And that doesn’t even touch on the complexities of pointer-to-member constructs, function pointers, and other wonky details of the language. (And don’t forget that the 0 value for a pointer is symbolic and the real address assigned to it may be something else!) Even once you get past all that, you’ve got yet another hurdle: this flat memory layout is a lie. Your “memory address” could be a reference to a value in a register, or it could be replaced outright by a constant expression. And even if it is a memory address, it will be a virtual address, which could refer to main memory, a page file, memory on some other device (video card, memory mapped file), or really anything else a driver or the kernel chooses to expose. It might not be memory; it might not even exist. (Consider the case of memory mapping /dev/zero on a Linux machine.)

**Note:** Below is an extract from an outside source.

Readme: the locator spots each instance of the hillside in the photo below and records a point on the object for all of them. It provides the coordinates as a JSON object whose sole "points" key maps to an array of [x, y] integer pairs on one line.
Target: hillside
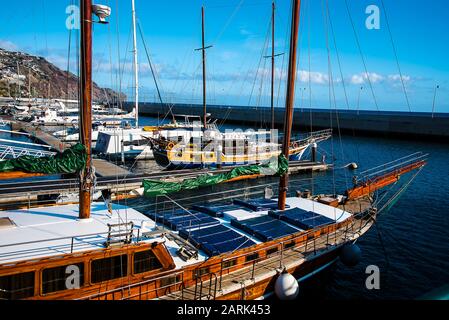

That doesn’t leave us with much. Nearly all of the things you can abuse pointers for are either implementation defined or outright illegal, and could do damn near anything outside carefully controlled circumstances. That’s probably why modern C++ code doesn’t really use pointers much anymore, preferring auto_ptr, shared_ptr, intrusive_ptr, weak_ptr, vector, or whatever standard class is most appropriate for representing a certain object. The simple fact is that if you are using pointers to any great effect in your code, you are probably Doing It Wrong, and creating opportunities for subtle and dangerous bugs to wreak havoc throughout your code. Here at Day 1, any use of raw pointers is immediately suspect and examined carefully in code reviews. (We do occasionally use and store raw pointers, but it’s really not a preferred approach.)